In Handlungsfeldern ohne Differenzierungspotenzial im Wettbewerb setzen wir verstärkt auf standardisierte Lösungen. Es geht hier nicht mehr um die Frage, sich selber eine konzernweit einheitliche Vorgehensweise zu erarbeiten, weil das viel zu aufwendig und zu teuer ist. Ziel ist es, zwischen künstlichen und geschäftlichen Anforderungen an eine Lösung zu unterscheiden. Viele "künstliche" Anforderungen ergeben sich aus einer Divergenz des Gesamtverständnisses von Business und IT. Bei jeder Anforderung muss letztlich der Zusammenhang herstellbar sein, ob wir dadurch mehr verkaufen oder geringere Kosten haben. Das extensive Customizing der vergangenen Jahre muss man sich abgewöhnen. Hier gilt es, radikaler zu denken. Dabei helfen derartige SaaS-Lösungen ungemein.
Was bedeutet der Sprung auf On-Demand-Software für den Konzern?

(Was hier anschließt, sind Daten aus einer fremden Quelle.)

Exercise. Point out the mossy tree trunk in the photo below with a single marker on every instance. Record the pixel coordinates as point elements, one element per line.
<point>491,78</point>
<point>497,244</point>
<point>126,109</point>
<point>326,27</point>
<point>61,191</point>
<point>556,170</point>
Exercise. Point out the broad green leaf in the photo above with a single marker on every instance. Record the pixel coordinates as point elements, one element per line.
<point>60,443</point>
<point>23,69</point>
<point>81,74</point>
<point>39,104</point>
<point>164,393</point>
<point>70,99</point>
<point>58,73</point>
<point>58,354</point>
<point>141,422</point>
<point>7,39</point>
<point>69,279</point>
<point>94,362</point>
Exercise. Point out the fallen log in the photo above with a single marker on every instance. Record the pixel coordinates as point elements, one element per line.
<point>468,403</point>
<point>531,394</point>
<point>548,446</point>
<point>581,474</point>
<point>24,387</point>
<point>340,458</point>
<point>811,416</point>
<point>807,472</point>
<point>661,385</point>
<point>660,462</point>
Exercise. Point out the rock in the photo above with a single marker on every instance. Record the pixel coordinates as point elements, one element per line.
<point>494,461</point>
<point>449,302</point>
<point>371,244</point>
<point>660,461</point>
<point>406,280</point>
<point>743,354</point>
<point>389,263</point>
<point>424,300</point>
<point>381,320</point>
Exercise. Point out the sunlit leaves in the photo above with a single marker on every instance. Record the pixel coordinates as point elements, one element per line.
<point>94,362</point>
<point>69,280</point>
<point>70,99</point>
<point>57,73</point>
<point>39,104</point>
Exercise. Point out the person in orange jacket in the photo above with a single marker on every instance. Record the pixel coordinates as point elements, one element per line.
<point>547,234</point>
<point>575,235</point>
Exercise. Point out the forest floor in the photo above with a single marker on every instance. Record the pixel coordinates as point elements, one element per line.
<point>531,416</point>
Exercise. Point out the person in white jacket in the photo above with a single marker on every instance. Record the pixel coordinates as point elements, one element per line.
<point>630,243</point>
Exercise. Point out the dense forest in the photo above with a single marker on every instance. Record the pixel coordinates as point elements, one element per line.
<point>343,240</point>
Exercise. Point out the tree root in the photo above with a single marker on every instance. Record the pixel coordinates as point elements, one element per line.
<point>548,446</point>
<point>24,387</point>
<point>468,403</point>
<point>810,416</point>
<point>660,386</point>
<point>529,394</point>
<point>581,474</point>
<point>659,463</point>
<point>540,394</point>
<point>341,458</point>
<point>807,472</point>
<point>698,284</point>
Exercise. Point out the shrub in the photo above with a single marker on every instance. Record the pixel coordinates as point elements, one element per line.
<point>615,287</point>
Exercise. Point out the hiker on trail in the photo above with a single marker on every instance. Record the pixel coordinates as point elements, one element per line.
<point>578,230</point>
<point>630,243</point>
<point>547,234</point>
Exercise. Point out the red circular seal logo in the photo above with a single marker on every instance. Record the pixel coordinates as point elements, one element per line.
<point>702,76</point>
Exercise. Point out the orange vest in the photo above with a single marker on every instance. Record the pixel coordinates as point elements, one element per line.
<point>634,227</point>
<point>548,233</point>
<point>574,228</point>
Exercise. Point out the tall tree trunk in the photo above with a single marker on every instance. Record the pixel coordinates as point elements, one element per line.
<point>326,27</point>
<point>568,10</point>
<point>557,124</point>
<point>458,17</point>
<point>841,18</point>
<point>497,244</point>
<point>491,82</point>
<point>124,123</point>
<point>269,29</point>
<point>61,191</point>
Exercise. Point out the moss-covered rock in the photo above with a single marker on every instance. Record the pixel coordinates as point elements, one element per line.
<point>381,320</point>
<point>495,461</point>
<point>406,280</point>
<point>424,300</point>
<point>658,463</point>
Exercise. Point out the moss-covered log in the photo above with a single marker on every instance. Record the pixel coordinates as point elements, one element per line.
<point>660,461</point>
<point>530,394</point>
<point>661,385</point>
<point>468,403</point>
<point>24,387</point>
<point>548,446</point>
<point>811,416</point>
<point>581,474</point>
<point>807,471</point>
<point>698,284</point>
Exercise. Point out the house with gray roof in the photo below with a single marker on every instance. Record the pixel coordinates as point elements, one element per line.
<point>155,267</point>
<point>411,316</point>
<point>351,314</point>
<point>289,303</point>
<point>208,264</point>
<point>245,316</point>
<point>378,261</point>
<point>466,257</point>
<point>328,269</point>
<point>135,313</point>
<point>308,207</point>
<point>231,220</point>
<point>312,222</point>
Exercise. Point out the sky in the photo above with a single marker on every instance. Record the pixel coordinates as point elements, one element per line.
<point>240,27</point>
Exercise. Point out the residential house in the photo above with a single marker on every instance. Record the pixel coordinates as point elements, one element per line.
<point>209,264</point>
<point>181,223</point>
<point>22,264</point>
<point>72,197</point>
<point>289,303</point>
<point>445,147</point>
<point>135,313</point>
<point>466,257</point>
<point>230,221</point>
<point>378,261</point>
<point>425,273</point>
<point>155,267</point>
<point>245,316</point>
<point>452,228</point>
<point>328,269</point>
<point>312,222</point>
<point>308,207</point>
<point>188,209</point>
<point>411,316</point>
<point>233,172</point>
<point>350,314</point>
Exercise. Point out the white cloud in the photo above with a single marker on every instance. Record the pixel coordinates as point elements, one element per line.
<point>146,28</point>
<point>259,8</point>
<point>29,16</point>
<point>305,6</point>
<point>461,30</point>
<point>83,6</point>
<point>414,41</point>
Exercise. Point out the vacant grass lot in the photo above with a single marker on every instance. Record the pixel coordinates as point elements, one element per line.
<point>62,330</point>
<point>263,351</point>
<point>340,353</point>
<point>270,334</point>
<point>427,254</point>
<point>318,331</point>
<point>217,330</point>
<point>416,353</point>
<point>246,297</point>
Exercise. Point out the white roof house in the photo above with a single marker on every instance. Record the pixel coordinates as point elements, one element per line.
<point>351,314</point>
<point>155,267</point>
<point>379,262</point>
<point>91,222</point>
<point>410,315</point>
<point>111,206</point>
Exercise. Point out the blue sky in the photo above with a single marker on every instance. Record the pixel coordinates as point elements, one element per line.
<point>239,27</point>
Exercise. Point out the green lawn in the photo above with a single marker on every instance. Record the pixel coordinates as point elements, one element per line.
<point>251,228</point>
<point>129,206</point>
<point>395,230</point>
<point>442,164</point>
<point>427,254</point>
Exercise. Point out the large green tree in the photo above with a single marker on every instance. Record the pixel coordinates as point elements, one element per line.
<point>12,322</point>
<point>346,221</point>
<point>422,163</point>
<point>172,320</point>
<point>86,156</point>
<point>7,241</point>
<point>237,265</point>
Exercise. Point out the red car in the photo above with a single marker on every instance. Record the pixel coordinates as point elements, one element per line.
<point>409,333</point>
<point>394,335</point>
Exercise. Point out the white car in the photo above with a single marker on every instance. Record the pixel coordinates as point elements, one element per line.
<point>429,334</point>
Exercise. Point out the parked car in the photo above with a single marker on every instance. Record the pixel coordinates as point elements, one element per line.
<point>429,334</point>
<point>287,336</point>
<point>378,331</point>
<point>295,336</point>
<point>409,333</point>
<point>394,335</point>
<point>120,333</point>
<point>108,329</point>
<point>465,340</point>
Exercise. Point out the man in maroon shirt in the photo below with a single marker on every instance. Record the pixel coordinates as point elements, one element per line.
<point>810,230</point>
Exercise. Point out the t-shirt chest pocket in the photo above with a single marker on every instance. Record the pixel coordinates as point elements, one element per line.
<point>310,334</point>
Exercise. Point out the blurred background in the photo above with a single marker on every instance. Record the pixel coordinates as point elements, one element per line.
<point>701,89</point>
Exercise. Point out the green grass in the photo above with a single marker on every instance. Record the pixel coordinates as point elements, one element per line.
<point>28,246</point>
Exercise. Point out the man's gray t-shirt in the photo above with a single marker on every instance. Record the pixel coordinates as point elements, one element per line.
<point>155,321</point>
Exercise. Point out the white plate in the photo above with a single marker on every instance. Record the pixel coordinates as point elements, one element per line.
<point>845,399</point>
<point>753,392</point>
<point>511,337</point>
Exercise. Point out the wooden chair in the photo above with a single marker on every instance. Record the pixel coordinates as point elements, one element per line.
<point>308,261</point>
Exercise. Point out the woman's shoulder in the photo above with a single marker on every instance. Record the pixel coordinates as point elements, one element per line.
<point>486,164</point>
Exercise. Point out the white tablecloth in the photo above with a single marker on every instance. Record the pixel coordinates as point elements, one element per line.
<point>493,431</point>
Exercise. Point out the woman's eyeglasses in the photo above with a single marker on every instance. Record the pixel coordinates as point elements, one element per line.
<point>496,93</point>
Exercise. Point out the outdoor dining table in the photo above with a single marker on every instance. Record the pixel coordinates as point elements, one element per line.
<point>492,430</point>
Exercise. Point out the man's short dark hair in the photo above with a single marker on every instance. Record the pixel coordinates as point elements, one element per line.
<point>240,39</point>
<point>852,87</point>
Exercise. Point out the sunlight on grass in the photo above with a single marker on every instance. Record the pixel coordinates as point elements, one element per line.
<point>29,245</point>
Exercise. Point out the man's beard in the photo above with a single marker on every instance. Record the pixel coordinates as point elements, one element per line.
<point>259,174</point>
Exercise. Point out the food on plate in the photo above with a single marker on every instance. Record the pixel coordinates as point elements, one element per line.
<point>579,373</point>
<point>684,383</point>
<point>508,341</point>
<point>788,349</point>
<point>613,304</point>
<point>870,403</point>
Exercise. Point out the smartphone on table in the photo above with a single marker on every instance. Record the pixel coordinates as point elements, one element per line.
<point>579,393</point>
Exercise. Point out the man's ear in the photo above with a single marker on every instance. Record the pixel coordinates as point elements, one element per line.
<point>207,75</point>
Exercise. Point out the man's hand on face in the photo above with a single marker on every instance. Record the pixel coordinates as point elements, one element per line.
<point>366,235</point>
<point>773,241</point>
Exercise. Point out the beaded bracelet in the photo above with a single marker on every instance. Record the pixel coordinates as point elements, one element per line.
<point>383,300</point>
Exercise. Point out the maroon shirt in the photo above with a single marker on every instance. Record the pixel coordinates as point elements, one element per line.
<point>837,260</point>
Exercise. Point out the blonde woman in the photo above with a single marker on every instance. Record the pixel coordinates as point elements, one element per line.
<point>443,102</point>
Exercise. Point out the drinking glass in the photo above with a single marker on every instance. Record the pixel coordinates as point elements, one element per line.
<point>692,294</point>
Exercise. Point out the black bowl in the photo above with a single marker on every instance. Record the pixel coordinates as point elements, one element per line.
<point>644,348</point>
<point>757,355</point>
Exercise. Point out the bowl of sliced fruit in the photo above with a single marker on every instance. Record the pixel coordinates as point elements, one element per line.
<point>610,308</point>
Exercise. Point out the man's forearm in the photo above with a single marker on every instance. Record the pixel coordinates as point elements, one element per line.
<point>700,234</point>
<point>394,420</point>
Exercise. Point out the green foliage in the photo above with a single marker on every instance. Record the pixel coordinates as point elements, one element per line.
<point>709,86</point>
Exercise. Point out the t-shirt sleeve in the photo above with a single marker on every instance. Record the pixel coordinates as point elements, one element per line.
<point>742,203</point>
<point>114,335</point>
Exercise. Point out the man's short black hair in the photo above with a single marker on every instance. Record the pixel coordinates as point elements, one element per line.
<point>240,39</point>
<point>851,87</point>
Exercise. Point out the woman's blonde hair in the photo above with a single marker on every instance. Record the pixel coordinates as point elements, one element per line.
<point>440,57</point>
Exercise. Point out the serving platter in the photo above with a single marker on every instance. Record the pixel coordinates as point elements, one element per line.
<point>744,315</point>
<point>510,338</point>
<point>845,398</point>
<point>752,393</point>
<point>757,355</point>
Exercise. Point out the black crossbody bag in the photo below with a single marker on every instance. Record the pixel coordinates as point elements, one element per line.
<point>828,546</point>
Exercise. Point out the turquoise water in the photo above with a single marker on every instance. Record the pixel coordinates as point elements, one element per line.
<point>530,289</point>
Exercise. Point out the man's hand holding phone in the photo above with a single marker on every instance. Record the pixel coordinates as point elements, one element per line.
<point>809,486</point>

Wenn ich den gesamten Aufwand des Application-Managements stärker reduziere, verbessert sich die Kostenseite, und ich helfe dem Unternehmen enorm. Die freien Mittel lassen sich sinnvoller in Themenfeldern allokieren, in denen ich noch etwas bewirken kann. Bei Büro-IT zum Beispiel sind die Effekte sicher gering, aber man muss den Status halten und Kosten durch intelligentere Ansätze begrenzen. Wenn einer meint, dass er da noch einen großen Hebel nutzen und durch Software Aufwände halbieren kann, ist das Unsinn. Das Potenzial ist nicht mehr vorhanden, weshalb die Bereiche ja auch Commodity geworden sind.